Modest, humble, ever determined to share her acclaim – it’s little wonder  Geneviève de Galard was nicknamed “The Angel of Dien Bien Phu”, nor that she underplayed the title, aware perhaps that she wasn’t the only woman who went the extra mile in the jungles of Indochina…

Born into rare privilege in Paris in 1925, it’s easy to imagine someone like Geneviève de Galard aspiring to little more than a good box at the opera and a standing invitation to all the best parties. That she took the route she did would seem to have been inspired by her family’s experiences during the second world war, where they were forced to leave the capital and set up home in a south of France that was a very long way from being what it would later become famous for.

Determined to make a difference to postwar France, Geneviève passed the state nursing exam before, to the surprise – but not the dissatisfaction – of her family, she enlisted in the French Air Force.

With France’s overseas empire falling apart with equivalent speed to that of the UK, it mightn’t seem so surprising that de Galard was spirited off to the far side of the world.

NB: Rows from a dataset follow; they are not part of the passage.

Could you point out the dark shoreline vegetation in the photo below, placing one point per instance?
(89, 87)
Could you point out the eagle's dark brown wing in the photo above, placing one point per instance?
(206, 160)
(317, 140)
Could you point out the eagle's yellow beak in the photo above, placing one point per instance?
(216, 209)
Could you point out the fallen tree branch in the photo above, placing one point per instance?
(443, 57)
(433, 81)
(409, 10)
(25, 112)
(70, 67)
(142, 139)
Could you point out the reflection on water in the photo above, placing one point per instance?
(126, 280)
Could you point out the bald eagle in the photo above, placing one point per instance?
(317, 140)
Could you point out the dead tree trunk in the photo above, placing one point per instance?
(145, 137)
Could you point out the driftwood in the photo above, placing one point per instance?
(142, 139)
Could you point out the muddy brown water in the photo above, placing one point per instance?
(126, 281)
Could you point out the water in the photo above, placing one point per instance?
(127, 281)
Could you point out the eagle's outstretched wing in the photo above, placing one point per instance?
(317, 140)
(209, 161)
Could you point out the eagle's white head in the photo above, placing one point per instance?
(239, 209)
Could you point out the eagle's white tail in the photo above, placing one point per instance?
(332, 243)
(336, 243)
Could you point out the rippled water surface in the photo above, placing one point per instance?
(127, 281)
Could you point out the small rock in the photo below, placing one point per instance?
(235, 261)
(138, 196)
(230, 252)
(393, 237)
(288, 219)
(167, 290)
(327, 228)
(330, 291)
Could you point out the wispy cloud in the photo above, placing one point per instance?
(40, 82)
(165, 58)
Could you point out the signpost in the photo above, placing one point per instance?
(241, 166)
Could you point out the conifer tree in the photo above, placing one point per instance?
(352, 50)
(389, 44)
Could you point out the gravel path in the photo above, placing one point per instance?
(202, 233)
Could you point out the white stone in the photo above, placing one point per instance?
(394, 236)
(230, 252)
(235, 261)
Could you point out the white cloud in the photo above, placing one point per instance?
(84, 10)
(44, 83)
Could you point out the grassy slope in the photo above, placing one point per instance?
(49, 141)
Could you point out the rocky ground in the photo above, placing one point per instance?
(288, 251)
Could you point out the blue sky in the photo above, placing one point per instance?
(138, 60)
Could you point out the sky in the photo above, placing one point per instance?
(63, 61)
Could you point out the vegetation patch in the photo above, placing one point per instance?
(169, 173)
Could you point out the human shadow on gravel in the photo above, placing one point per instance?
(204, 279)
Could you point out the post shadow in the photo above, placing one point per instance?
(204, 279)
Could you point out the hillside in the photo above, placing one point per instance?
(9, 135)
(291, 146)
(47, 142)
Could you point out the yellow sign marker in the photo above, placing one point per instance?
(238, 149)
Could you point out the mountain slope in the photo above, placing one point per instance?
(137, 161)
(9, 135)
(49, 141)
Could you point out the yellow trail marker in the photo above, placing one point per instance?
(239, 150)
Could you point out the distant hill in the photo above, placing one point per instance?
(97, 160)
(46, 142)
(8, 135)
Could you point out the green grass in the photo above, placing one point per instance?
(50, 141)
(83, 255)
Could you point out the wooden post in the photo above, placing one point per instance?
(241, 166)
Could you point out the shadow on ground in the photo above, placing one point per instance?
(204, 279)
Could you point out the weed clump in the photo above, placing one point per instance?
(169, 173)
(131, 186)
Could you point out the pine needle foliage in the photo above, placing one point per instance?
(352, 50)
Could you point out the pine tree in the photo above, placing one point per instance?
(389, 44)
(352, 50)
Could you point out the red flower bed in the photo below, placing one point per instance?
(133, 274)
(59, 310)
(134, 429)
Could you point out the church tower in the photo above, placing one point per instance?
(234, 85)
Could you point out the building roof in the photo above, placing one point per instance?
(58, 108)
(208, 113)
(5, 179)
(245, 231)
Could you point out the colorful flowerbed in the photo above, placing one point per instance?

However, it needs stressing that Geneviève volunteered to serve in Indochina, aware of the dangers but equally conscious of the dire need for competent medical staff.

As for anyone who thinks de Gallard revelled in her postwar celebrity, it also needs to be pointed out that she didn’t write her memoir – Une femme à Diên Biên Phu – until after her husband, Colonel Jean de Heaulme de Boutsocq, retired from military service. “People [had] started to ask me to tell my story for the sake of history,” she remarked – almost apologetically – upon the book’s publication in 2003. “It is testimony to the courage and extraordinary solidarity with those men with whom I served – the French, but also the Legionnaires and the troops of the French Union from around the world – and the Vietnamese with whom we fought.”

An international bestseller, Une femme was published in English-speaking markets in 2010 as The Angel of Dien Bien Phu. This must have caused Mme de Galard to cringe yet again, perhaps because it was now apparent that, contrary to the original story, Geneviève wasn’t the only woman at the fortress, nor the only one to treat the wounded.

On the advice of Field Marshal Montgomery – who’d conducted a lengthy study into the dangers venereal disease posed to the modern soldier – the French operated mobile brothels at each of their bases in Indochina. With the end nigh and few people in the mood for sex, the professional women at Dien Bien Phu received a crash course in field nursing from Geneviève de Galard.

When the fort fell, these 18 Vietnamese ladies were disappeared by the Vietminh for what was euphemistically referred to as “re-education”. That they aren’t mentioned in de Galard’s memoir isn’t surprising since, given her husband’s military service, she was aware that the field brothels were a matter the French higher-ups had no interest in discussing. As such, the absence of these forgotten angels is further proof of Geneviève de Galard’s understanding of loyalty.

Would that the people whom she served had as great a sense of loyalty to all those who were on hand the day French Indochina died.